How to Determine if Your Projects are Really Profitable
Have you ever wondered: “We are at capacity, we are constantly adding more projects, so why aren’t we making money at the end of the year?” This is when you should be looking more closely at project profitability and not just how much was billed to your client. As this is only one metric, it may turn out that your costs are significantly higher than you thought, or you may have had to write off a portion of the hours billed.
Why this discrepancy?
In order to calculate profitability accurately, you need to manage and calculate your costs correctly. To do this, you need to look deeper than just your direct costs: your hourly labour rates, material and other expenses that contribute to your project. You should also be looking at including your employee benefits into the calculation, since this will let you see your true labour costs. Employee benefits are at least 25% over and above your employee’s salary, which can have an important effect on your project’s bottom line if you didn’t have very high margins to begin with.
Another issue may arise if your employees had to work overtime or if a senior had to do the work of a junior due to availability. This too may have an effect on your profitability levels. With a good project accounting solution, these costs can be localized, and this particular activity or phase of the project can be analyzed separately due to circumstances.
What other costs need to be calculated?
You should also be taking into account other indirect costs to your projects, such as G&A expenses.
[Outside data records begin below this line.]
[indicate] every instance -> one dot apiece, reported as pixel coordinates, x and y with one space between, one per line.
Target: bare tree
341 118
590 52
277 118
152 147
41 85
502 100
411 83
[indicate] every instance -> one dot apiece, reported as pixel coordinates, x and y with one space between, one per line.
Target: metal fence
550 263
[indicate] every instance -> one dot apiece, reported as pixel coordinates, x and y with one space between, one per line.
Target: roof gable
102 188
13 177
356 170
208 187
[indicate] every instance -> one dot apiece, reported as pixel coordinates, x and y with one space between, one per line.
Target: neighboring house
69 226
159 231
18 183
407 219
These costs may not be directly reflected in all of your projects, but definitely impact your bottom line. When looking at implementing a good project practice within your organization, you need to start by changing your overall mentality on how you view projects across your organization. Ideally, everything becomes a project and every expense will be categorized to a project. By doing so, it becomes easier to ventilate these costs across all of your other client-facing projects.
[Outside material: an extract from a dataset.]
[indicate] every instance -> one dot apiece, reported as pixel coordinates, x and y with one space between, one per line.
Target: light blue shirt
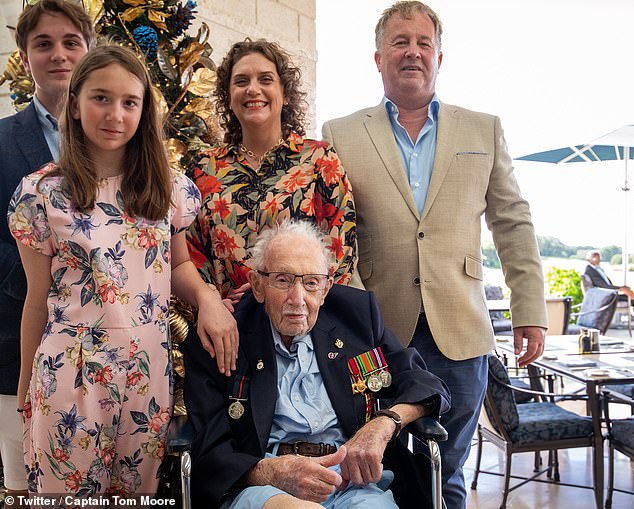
303 410
49 127
418 157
How can you keep track of all these various costs?
With a good project accounting solution, you will be able to easily calculate these costs into your projects to obtain their true profitability. Although you may not be able to adjust rates for projects currently in progress, you will still enjoy greater visibility, allowing for more appropriate decisions for future projects and clients.
You can then take this analysis even further by looking at profitability by industry or business unit (if you offer services in more than one). By crossing this information together, you can see if some industries or services are more profitable than others. This can help your bidding process and facilitate tough decisions as to whether or not you should turn down a particular deal.
Calculating the true profitability of your projects will give you the insight you need to have a better understanding of your overall operations. This will also allow you to drilldown to phases, sub-phases and even to the activity to have a better appreciation for which activities are the most profitable within your organization.
Note from the author
This blog was based on a previously written blog, How to use Job Cost Accounting Software to Determine Which Projects Are Really Profitable, first published back in 2010. What has changed in 10 years? The sophistication and detail of the data you can extract from your system. When we originally wrote this blog, we were only able to look at it from the angle of a project accounting solution. Now, the accuracy of the information allows for much more than that. The solution now fully integrates to every aspect of the cycle, from the proposal with the use of a CRM, to the resource tracking during the project so that you can be looking forward rather than just back at your numbers. The other important revolution is the reporting, which has undergone huge technological advancements in the flexibility and ability to share information. All these technological advancements have allowed for greater communication across the organization and an even better understanding of your project activities.